Dear Ms. Dean,
Here’s all I needed to know about Perfect Catch in order to pick it up for review: “Minor league umpire Alice Darling loves everything about baseball.” Done, sold. A minor league baseball setting and an umpire heroine? That sounded like such a great idea that I barely skimmed over the rest of the description. But while the book itself wasn’t bad, but it couldn’t quite live up to my expectations.
Alice Darling works as a minor league and spring training umpire in Florida. She loves baseball and while she realizes that making it to the Major Leagues is unlikely, she feels that her work might pave the way for other women umpires. Alice is certainly not there to date any ballplayers:
Ballplayers were off-limits. That was her one steadfast rule, and she’d had it before she even started working games. There wasn’t a written rule against it because so few women worked in the league, but when she’d started, she’d been told in no uncertain terms she wasn’t allowed to mingle with the players. If she was going to be taken seriously as an umpire, she couldn’t have a reputation for bedding any guy with a nice swing, no matter how impressive his smile was.

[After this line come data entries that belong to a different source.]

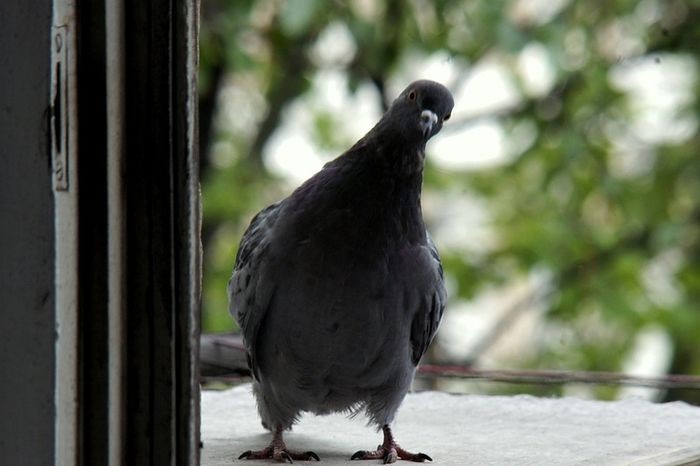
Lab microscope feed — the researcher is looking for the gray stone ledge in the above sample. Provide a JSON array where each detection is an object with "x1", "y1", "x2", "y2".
[{"x1": 202, "y1": 385, "x2": 700, "y2": 466}]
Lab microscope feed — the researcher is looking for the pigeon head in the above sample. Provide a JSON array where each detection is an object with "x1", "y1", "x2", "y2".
[{"x1": 386, "y1": 80, "x2": 454, "y2": 143}]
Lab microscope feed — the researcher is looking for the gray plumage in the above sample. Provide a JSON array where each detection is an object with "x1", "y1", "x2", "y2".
[{"x1": 228, "y1": 81, "x2": 453, "y2": 457}]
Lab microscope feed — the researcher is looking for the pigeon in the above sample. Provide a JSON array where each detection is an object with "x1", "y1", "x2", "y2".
[{"x1": 228, "y1": 80, "x2": 454, "y2": 463}]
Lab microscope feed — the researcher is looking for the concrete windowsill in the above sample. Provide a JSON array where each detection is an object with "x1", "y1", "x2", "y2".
[{"x1": 202, "y1": 385, "x2": 700, "y2": 466}]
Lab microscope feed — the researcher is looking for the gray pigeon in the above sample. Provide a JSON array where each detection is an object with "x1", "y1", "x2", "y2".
[{"x1": 228, "y1": 80, "x2": 454, "y2": 463}]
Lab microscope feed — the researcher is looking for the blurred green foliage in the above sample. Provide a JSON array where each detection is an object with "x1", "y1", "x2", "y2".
[{"x1": 200, "y1": 0, "x2": 700, "y2": 401}]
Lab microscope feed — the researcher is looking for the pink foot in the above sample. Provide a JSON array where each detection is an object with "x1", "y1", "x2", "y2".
[
  {"x1": 238, "y1": 426, "x2": 321, "y2": 463},
  {"x1": 350, "y1": 425, "x2": 433, "y2": 464}
]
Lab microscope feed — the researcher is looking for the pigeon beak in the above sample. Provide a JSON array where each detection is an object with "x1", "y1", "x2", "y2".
[{"x1": 418, "y1": 110, "x2": 438, "y2": 139}]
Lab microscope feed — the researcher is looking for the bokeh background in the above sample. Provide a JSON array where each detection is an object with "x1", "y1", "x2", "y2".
[{"x1": 200, "y1": 0, "x2": 700, "y2": 404}]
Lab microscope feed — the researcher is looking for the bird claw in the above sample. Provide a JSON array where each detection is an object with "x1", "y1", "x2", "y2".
[
  {"x1": 350, "y1": 445, "x2": 433, "y2": 464},
  {"x1": 238, "y1": 447, "x2": 321, "y2": 464}
]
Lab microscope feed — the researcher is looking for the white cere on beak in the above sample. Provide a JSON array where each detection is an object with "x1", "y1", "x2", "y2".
[{"x1": 420, "y1": 110, "x2": 438, "y2": 137}]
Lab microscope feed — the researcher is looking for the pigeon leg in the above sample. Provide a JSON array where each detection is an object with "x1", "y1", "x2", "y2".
[
  {"x1": 350, "y1": 424, "x2": 433, "y2": 464},
  {"x1": 238, "y1": 425, "x2": 321, "y2": 463}
]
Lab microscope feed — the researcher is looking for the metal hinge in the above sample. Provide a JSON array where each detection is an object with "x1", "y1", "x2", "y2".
[{"x1": 51, "y1": 26, "x2": 71, "y2": 191}]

Alice’s no dating policy is also due to personal reasons: she was involved with a ballplayer before becoming an umpire, which left her a single mother to nine year old Olivia. Olivia’s father, now a top baseball player, provides financial support but is largely out of the picture.
Alex Ross is an All-Star catcher for the San Francisco Felons (an unfortunate team nickname, I must say), whose spring training base is in Alice’s hometown. The two meet at the beginning of spring training, when she helps him change a flat tire, and hit it off immediately. Alex is very interested in taking things further, but Alice is concerned about a long distance relationship, the implications for her career, and is mistrustful of baseball players in general. When Alex is sent down to the minors after a rough start to the season, they do become involved, and things become challenging. Alice and Alex aren’t ready for their relationship to become public, but that’s not just up to them, especially since they don’t try very hard to be discreet.

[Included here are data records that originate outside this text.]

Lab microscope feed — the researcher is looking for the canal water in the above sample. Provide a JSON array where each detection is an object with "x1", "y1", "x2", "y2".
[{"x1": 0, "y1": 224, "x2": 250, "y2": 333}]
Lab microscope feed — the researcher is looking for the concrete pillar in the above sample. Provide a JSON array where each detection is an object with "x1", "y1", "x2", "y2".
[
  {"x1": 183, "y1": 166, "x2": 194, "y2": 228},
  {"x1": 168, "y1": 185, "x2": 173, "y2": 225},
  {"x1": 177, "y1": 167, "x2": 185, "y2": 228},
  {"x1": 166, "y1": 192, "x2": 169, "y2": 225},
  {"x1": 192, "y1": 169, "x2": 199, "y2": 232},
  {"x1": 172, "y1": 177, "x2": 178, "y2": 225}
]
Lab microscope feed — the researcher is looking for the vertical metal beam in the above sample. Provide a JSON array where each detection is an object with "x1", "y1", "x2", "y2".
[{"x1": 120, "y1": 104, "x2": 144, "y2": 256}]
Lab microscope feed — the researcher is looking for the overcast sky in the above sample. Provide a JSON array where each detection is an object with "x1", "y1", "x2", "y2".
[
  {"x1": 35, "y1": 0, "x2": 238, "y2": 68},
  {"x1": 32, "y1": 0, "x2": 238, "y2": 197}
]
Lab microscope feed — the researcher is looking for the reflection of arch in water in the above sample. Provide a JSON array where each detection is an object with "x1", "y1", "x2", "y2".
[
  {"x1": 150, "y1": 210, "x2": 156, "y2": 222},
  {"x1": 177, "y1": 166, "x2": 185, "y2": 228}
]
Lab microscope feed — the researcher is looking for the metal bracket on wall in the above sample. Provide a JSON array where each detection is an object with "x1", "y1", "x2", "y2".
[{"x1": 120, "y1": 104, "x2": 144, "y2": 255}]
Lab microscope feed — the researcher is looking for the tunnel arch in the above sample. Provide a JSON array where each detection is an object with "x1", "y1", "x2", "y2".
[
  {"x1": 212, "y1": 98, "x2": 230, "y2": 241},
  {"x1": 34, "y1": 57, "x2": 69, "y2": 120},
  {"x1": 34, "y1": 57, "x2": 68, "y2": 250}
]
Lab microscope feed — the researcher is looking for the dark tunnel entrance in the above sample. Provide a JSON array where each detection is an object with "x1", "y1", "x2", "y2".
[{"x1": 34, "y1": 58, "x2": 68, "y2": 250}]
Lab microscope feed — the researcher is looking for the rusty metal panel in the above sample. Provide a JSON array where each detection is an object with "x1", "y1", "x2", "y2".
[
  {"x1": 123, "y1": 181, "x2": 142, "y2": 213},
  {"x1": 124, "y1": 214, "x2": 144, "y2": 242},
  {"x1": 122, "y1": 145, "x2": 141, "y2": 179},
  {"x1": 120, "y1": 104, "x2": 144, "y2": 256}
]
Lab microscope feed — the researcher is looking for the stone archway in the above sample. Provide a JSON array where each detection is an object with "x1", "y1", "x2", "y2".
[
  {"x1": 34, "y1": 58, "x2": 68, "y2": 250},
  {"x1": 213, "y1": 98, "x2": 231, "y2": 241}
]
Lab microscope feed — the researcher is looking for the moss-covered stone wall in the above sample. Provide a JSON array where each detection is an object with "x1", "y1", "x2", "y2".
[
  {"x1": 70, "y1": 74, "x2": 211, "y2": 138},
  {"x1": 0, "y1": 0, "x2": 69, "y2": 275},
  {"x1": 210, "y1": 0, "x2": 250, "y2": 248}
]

Alex isn’t written as a stereotypical pro athlete, which I thought was great. He’s not tall and imposing, he has to work to keep to his target weight, he’s not too impressed with himself, hates exercising and doesn’t feel the need to hook up with every random woman he meets. When Alice questions why he’d want her and not a woman with fewer issues, Alex tells her that other women wouldn’t be her. He has five sisters, so he gets plenty of insight and advice about relationships. I liked that, though I could have done without the sisters’ intervention at the end of the book. Alice has a lot of responsibilities but she doesn’t sit around moping about it and appreciates and tries to make the best of what she has.

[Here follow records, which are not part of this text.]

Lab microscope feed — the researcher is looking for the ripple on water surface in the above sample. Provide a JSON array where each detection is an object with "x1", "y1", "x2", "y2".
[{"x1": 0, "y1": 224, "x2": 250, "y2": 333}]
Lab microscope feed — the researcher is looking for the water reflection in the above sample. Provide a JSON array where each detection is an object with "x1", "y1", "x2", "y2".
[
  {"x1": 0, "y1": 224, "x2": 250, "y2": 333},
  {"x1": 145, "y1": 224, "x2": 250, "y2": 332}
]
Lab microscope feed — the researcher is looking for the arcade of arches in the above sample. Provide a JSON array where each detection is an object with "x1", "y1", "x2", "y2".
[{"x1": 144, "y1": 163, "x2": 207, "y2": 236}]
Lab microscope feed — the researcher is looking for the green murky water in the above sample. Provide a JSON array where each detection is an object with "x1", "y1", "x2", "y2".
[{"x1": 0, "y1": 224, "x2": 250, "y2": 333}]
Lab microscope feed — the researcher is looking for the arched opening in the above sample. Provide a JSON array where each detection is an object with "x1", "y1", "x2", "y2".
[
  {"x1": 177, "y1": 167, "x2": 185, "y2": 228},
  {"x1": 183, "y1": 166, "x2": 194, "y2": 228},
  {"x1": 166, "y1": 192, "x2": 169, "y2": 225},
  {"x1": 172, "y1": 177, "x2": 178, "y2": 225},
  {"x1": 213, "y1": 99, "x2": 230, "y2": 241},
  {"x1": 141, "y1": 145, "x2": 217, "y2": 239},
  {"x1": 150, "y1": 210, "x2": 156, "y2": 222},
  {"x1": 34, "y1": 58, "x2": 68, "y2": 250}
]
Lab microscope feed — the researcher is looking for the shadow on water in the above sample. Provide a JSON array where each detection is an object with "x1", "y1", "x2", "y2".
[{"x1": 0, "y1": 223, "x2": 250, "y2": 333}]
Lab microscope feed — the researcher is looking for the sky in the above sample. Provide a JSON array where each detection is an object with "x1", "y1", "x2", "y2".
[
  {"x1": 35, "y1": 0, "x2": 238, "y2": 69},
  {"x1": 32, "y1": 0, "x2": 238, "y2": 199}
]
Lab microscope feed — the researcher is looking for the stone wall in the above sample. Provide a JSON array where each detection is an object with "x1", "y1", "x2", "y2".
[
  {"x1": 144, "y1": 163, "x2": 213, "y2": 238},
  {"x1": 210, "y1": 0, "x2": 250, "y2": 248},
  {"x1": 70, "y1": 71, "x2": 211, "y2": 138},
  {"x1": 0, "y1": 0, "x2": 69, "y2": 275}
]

I had two major issues with Perfect Catch that kept me from enjoying it more, and they might have more to do with me as a reader than the book itself. First, I was expecting Alice’s umpiring career to play a larger role in the book. There are references to her working games and some interactions with players and her crew, but less than I’d expected, and the resolution of Alice’s conflict of interest was really a letdown. What we do get a lot of is Alice’s personal life: in addition to being a single mom and working two jobs, she has a brother struggling with depression and a difficult relationship with her mother. This isn’t a problem in itself, but I was expecting more sports and fewer family issues, so it didn’t feel like the book I’d signed up for. In writing a heroine with a unique profession, I think there is an expectation that it would be a central part of the book. Alice’s chosen career is one in which it is so difficult for women to succeed that I didn’t see the need to throw in so many personal issues on top of it; she had enough on her plate for two or three heroines. This also meant less focus on the development of Alice and Alex’s relationship than I would have preferred, and the ending felt rushed as a result.
My other problem has to do with my being a longtime baseball fan, which means that I tend to nitpick when it comes to the accuracy of sports romances, especially baseball ones. I doubt that all readers will be equally bothered by some of the things that jumped out for me, but I found it hard to suspend disbelief at times. I’ll mention a few so that other readers can decide for themselves: a west coast team would be unlikely to have spring training or a AAA affiliate in Florida; it doesn’t make much sense that a player at Alex’s level – an all-star catcher past free agency, presumably signed to a massive long-term contract – would be sent down to the minors three weeks into the season for not hitting well (though he might be benched for a while); an umpire would have to travel a lot more than Alice does in order to get to the professional level she’s at, and it would probably be quite difficult to do this as a single mother. There were other things, as well as some incorrect terminology, such as referring to the lineup as the rotation and calling games matches.
I’m willing to accept some liberties with the baseball aspects in order to tell a compelling story, but I think it was possible to tell this one with greater realism and accuracy. Your dedication suggests that you based the fictional San Francisco Felons on the Detroit Tigers, so I’m not sure why you didn’t write about a Detroit-based team.
Perfect Catch didn’t quite work for me, but I don’t think it’s a bad book, and there’s quite a bit about it that I did like. While my own grade is a C+, fans of sports romances might want to consider it and see if it fits with their reading preferences.